Some of Pelosi’s biggest cheerleaders aren’t party members, and most of her critics are too afraid to speak publicly, fearing retribution. It’s been left to members of the press, including Eugene Robinson and E.J. Dionne at the Washington Post and Mark Halperin at Time, to take up her cause. Robinson, for example, recently penned an op-ed column extolling the former speaker’s “grit” and “tenacity,” and marveling at her political acumen, and “warm personality.” It was the moral equaivalent of a Fox News profile of Sarah Palin.

Let’s be blunt: this is largely about money. Pelosi is a skilled fund-rasier, and much left-wing frothing about Citziens United and the right-wing corporate assaualt on camopaign financing, thanks to her efforts, Democrats
outspent Republicans by a substantial margin in this year’s mid-terms. No one likes to see a good Democratic rainmaker go, especially when Democrats are scrambling, and 23 Senators are up for re-election in 2012 – compared to just 10 for the GOP.

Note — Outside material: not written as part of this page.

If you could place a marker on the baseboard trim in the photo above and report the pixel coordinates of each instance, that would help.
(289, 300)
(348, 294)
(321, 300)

But Pelosi’s skill in this arena still assumes a level of continued polarization on the issues that may not serve Democrats so well – while giving conservatives their favorite liberal to blame and to demonize. Having Steny Hoyer in charge of the party, with African-American liberal James Clymer working at his side, won’t do much to weaken the Obama “agenda” or all the “victories” Pelosi claims she won as Speaker. But it could make it easier to defuse the growing health care repeal movement with something resembling a bipartisan give-and-take with the GOP, and to reposition the party to recapture disaffected independents before they abandon Democrats for good. It’s not political surrender or even retreat to argue in favor of compromise post November 2. It’s simple electoral arithmetic.

Pelosi isn’t really staying on to help her party. She foolishly predicted, in the face of overwhelming evidence to the contrary, that Democrats would retain control of the House, and how she’s got egg on her face, and is desperate for vindication, to say nothing of the perqs of power and celebrity she’s enjoyed these past two years. Conservatives, who appear genuinely stunned, and even humbled, by the magnitude of their recent victory, can scarcely conceal their glee that Democrats are unable to “man up” to stop Pelosi monster from further underming their party. For them, it’s like Thanksgiving and Xmas rolled into one. For Democrats, it could turn into a second, even scarier, Halloween.